In February 1968, Hansen was sent to the Senators as part of a six-player trade, with infielder Tim Cullen being one of the players received by the White Sox. On July 30, while playing for the Senators in a game against the Cleveland Indians, Hansen turned the eighth unassisted triple play in major league history and the first in 41 years. In the bottom of the first inning, Hansen caught a line drive off the bat of Joe Azcue, touched second base to put out Dave Nelson, then tagged Russ Snyder coming from first base. In the at-bats following the triple play, Hansen struck out six consecutive times – four times on July 30, and twice more on July 31. On August 1 he hit a grand slam home run, and the following day, batting .185, was traded back to the White Sox. Hansen was exchanged for Cullen, the first time in MLB history where two players were traded for each other twice in the same season.

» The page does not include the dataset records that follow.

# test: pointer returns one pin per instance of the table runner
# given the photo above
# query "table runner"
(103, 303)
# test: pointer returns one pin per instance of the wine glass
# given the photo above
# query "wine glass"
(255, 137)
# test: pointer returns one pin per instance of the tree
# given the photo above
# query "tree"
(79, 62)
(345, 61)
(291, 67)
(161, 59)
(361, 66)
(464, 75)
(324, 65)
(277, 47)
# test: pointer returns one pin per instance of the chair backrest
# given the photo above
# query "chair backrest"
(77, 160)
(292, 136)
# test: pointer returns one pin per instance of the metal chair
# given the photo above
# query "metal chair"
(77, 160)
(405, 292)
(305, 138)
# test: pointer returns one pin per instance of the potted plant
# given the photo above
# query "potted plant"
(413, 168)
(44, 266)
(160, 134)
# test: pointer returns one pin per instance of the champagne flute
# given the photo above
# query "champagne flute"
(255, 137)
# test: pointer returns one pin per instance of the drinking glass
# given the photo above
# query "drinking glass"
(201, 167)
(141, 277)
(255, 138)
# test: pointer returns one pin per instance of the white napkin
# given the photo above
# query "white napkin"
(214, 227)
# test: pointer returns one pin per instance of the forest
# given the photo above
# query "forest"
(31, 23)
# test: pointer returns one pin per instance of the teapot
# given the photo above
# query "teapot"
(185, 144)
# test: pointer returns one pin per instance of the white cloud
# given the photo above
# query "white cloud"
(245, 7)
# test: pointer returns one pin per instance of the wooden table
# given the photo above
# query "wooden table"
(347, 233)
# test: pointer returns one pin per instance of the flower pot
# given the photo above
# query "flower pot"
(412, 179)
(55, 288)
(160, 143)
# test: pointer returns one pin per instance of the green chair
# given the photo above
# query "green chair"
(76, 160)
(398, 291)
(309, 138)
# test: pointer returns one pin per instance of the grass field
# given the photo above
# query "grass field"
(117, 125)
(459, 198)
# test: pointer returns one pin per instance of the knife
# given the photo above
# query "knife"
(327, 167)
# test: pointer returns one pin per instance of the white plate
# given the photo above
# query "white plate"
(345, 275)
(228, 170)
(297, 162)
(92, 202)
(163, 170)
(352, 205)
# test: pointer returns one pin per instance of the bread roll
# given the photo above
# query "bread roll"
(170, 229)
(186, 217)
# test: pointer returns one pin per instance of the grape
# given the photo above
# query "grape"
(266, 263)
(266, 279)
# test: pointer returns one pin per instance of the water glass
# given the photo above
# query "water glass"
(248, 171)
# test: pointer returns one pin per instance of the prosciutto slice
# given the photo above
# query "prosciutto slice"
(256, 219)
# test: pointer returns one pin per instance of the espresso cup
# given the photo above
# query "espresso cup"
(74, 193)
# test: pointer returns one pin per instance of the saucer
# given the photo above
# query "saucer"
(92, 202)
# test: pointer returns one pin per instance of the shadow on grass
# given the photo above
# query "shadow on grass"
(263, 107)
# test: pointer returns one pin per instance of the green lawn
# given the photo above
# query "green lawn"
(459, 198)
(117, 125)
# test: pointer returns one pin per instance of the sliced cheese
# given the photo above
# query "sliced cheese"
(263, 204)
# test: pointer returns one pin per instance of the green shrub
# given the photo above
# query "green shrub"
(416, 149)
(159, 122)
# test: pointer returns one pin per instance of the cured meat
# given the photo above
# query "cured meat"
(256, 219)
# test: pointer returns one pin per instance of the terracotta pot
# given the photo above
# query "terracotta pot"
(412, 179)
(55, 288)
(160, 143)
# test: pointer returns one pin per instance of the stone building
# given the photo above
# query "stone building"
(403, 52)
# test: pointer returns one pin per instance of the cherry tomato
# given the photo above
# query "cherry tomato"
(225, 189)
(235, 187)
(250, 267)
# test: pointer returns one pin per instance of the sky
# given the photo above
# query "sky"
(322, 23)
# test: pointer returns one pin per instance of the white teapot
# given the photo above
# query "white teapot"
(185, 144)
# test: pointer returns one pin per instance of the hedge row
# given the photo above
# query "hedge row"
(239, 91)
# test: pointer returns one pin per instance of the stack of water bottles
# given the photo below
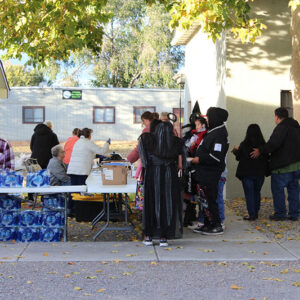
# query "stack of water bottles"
(44, 225)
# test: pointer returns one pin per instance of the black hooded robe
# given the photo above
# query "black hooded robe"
(41, 143)
(162, 213)
(212, 153)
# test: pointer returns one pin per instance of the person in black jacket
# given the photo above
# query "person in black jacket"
(284, 147)
(209, 165)
(42, 141)
(251, 171)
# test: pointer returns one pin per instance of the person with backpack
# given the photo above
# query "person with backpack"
(284, 149)
(251, 171)
(209, 164)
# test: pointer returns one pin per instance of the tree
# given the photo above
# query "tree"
(48, 30)
(18, 75)
(136, 47)
(215, 16)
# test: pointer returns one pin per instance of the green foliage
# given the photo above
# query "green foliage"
(18, 75)
(293, 4)
(136, 49)
(48, 30)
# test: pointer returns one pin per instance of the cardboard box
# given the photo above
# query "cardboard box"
(114, 174)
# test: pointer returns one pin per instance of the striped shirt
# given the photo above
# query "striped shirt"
(7, 158)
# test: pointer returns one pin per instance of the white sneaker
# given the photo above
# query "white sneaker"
(163, 243)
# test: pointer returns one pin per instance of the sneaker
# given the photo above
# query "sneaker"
(223, 225)
(199, 228)
(163, 243)
(148, 241)
(209, 230)
(277, 218)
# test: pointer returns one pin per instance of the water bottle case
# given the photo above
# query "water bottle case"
(38, 179)
(7, 233)
(9, 218)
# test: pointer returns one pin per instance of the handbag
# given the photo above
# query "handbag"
(139, 198)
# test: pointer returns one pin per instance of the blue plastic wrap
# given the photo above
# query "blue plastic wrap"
(53, 201)
(30, 218)
(11, 178)
(28, 234)
(10, 202)
(53, 219)
(7, 233)
(9, 218)
(50, 234)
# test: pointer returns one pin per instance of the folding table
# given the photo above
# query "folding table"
(94, 185)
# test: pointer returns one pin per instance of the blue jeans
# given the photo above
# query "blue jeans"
(220, 202)
(289, 181)
(252, 186)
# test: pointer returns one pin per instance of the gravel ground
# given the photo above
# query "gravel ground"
(279, 231)
(180, 280)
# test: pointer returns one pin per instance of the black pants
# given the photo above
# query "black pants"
(76, 180)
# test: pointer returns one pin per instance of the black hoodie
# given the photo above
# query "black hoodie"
(41, 143)
(213, 149)
(284, 144)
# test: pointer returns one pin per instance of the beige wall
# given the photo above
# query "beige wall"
(255, 75)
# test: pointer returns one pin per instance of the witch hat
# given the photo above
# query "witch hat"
(196, 108)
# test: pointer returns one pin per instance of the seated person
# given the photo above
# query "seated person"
(57, 168)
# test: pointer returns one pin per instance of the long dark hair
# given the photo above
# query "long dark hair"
(254, 137)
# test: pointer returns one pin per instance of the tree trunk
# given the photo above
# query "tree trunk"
(295, 68)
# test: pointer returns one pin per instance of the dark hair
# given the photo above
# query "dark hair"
(201, 120)
(147, 115)
(86, 132)
(155, 116)
(76, 131)
(281, 113)
(254, 137)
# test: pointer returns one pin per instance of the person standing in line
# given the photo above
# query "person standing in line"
(7, 158)
(42, 141)
(160, 152)
(70, 144)
(57, 168)
(209, 165)
(284, 149)
(251, 171)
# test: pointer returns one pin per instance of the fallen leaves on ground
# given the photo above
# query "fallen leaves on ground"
(236, 287)
(296, 284)
(273, 279)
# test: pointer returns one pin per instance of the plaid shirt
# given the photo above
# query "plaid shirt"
(7, 158)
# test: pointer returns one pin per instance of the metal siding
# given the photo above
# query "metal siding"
(68, 114)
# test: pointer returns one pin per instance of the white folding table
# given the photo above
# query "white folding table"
(49, 190)
(95, 185)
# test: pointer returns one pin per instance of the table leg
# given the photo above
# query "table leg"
(66, 218)
(106, 199)
(100, 215)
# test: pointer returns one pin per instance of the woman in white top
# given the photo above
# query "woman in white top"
(82, 157)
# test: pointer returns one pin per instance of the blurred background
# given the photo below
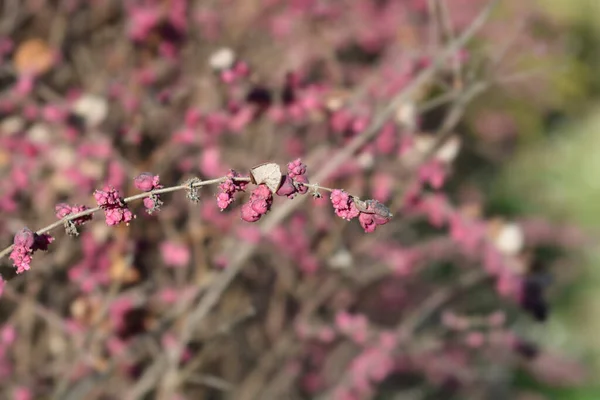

Again with the White Sox, Hansen served in a backup role for the rest of the 1968 season, and again in 1969. He then finished his career as a utility infielder with the New York Yankees and the Kansas City Royals. After retiring as a player, he stayed involved with baseball, serving at different times as a major league coach and minor league manager, and also as an advance scout for the Yankees and then the Philadelphia Phillies, until retiring in 2010. During his work with the Phillies, Hansen was in the stands at Progressive Field in Cleveland on May 12, 2008, when Indians second baseman Asdrúbal Cabrera made his unassisted triple play, against the Toronto Blue Jays.